What else is happening in the pages of our favorite comics? We’ll tell you. Welcome to Monday Funnies, Polygon’s weekly list of the books that our comics editor enjoyed this past week. It’s part society pages of superhero lives, part reading recommendations, part “look at this cool art.” There may be some spoilers. There may not be enough context. But there will be great comics. (And if you missed the last edition, read this.)
In this week’s Venom, Eddie Brock had a conversation with a cosmic being — in the form of a severed floating hand that could answer one question for each of its fingers — about who he is. Venom, co-written by Al Ewing and Ram V, with this issue drawn by Cafu, has made that a central theme for Eddie, who is on a dark Everything Everywhere All at Once-style time-travel adventure meeting his future selves, realizing he’s already become a few of them, and earning the ire of the implacable Meridus, who claims to be his own ultimate incarnation.

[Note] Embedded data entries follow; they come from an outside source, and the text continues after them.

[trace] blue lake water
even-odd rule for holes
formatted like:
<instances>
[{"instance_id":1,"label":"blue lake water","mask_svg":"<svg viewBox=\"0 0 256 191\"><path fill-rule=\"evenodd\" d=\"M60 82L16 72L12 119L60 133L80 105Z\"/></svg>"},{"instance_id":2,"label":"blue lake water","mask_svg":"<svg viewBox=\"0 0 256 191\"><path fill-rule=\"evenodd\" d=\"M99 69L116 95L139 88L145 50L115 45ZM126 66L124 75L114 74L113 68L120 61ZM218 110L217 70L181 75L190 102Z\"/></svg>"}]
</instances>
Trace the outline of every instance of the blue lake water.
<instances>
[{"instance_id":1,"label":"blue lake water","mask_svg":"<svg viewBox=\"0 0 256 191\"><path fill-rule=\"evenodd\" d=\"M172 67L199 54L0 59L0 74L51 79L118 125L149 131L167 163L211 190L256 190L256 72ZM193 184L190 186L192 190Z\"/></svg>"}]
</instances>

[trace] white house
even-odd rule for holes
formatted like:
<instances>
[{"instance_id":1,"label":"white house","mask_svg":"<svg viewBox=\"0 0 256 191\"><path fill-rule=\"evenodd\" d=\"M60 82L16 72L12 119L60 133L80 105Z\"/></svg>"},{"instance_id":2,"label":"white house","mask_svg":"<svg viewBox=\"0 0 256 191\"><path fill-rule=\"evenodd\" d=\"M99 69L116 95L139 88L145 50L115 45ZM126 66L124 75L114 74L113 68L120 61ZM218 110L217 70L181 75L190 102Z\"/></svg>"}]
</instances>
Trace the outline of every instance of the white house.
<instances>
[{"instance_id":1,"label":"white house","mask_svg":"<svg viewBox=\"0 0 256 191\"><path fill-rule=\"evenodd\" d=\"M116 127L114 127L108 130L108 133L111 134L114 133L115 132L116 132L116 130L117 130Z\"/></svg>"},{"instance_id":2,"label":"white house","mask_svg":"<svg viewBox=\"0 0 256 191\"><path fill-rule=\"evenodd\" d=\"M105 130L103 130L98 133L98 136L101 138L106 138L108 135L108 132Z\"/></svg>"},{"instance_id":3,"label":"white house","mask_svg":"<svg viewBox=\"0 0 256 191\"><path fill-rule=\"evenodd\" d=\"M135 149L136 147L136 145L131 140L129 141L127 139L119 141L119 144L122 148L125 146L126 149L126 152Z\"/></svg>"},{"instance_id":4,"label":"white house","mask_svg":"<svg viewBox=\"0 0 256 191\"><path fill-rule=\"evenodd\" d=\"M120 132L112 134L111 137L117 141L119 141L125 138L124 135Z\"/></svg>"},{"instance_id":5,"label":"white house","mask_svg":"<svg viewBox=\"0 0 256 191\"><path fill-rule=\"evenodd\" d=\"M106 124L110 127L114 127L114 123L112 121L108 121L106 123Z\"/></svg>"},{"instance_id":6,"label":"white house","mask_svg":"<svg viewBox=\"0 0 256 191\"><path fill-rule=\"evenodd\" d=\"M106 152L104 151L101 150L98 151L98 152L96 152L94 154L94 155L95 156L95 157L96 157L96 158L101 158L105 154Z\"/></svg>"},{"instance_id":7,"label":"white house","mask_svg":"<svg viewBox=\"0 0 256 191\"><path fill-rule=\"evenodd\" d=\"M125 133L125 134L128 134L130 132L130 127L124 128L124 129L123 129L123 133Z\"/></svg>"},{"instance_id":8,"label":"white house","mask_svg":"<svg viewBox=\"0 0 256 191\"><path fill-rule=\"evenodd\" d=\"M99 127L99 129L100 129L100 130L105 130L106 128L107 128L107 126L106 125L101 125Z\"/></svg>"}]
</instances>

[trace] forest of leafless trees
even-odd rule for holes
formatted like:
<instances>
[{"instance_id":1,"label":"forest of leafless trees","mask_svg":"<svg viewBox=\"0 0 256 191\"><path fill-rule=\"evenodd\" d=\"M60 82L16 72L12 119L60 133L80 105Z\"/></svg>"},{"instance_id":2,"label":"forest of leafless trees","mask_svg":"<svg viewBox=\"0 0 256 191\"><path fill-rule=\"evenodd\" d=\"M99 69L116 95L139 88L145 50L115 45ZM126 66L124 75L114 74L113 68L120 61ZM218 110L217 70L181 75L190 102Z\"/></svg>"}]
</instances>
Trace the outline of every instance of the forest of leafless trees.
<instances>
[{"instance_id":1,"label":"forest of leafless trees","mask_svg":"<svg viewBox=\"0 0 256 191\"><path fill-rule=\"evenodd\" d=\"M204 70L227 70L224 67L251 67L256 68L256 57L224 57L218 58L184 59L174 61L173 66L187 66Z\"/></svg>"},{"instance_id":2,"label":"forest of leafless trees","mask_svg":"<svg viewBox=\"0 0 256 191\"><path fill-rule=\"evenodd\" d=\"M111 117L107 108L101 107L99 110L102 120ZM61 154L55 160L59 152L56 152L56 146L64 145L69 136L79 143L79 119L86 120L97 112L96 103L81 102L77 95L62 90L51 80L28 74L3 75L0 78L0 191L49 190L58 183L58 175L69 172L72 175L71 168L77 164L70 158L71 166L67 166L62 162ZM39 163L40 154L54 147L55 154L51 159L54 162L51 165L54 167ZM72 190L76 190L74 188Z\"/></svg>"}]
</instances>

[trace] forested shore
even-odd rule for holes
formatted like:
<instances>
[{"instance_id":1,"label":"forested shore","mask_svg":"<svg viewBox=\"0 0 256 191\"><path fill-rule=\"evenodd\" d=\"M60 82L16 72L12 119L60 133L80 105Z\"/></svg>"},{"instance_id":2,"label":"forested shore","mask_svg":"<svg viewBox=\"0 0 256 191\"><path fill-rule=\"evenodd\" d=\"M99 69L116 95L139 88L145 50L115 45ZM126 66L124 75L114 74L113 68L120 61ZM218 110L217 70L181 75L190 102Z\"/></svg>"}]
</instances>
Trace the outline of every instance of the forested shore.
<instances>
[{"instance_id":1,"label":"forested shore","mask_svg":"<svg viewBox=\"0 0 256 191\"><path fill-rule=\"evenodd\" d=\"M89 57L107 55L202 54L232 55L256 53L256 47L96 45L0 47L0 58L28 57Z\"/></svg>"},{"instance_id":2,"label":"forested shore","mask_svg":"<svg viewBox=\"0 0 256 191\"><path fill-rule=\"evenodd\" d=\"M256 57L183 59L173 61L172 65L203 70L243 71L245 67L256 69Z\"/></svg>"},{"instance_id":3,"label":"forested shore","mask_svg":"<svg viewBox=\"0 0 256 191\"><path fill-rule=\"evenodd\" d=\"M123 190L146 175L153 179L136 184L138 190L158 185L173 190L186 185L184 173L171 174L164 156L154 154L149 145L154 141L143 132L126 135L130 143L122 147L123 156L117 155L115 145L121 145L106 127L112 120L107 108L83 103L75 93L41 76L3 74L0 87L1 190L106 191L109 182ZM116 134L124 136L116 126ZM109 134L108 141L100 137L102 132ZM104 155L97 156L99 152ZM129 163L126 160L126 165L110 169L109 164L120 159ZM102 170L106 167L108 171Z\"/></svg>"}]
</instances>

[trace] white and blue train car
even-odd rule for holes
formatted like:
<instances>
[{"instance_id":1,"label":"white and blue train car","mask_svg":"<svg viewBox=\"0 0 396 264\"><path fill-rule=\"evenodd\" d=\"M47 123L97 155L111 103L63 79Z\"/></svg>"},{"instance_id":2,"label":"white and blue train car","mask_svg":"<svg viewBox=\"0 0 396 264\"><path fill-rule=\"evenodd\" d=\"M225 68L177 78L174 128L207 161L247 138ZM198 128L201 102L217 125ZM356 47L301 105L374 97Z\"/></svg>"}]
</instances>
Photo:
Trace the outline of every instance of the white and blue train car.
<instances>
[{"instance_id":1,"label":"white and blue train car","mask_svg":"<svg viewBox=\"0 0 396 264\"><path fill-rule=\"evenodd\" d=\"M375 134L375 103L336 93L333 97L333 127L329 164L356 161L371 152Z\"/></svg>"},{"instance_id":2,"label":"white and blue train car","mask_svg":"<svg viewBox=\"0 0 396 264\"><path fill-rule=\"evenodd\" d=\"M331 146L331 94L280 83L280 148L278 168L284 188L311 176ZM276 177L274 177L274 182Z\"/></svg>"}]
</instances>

It turns out Meridus isn’t Eddie’s ultimate incarnation — this floating hand is. And the King in Black, a cosmic role Eddie stepped into shortly before the series began, is actually the opposite of one of Marvel’s most detached and powerful group cosmic muckety mucks, the Beyonders. The Beyonders are beyond matter, beyond physical existence, beyond the body, while the King in Black is nothing but embodiment at the most fundamental level, matter at its most simple and versatile — a vast psychic network of goo that can become anything.
This is all pretty far from the character’s Lethal Protector days on the streets of San Francisco, but not that far. After all, the Venom symbiote was originally found inside a Beyonder device. And Ewing brings it around to the core idea of Venom as Spider-Man’s opposite number. Instead of a guy who always does good in spite of being a habitual fuckup, he’s a guy whose habitual fuckups are habitually insurmountable. What does that guy do when given cosmic-level power? Does he fuck up the universe, or just fuck up his life?
Or does he reform his body with his superhero symbol on his own flesh chest and snarl that he’s gonna go fight his future self, as even the comic’s narration declares “To be punchtinued”? What a wonderful page.
I’m running out of ways to say it: Poison Ivy is one of the best books on the stands today. It’s easy to recommend graphic novels like Ducks and long-form serialized superhero epics like Immortal Hulk — but Poison Ivy, written by G. Willow Wilson and drawn by Marcio Takara and various guest artists, is the best of serialized, monthly comics, weaving between short and long fiction, main plot and digression, but with consistent character and theme.
The character is obvious, and the theme is fuck capitalism, make human connections, eat the rich, delivered as softly and as insistently as the growth of a kudzu vine.
I don’t need a long explanation for this. In this week’s I Am Iron Man, Iron Man gets stuck at the bottom of the ocean and meets a sardine that’s been irradiated into a huge beast, Godzilla-style. I love Iron Man’s pouty little pose. I love this sardine.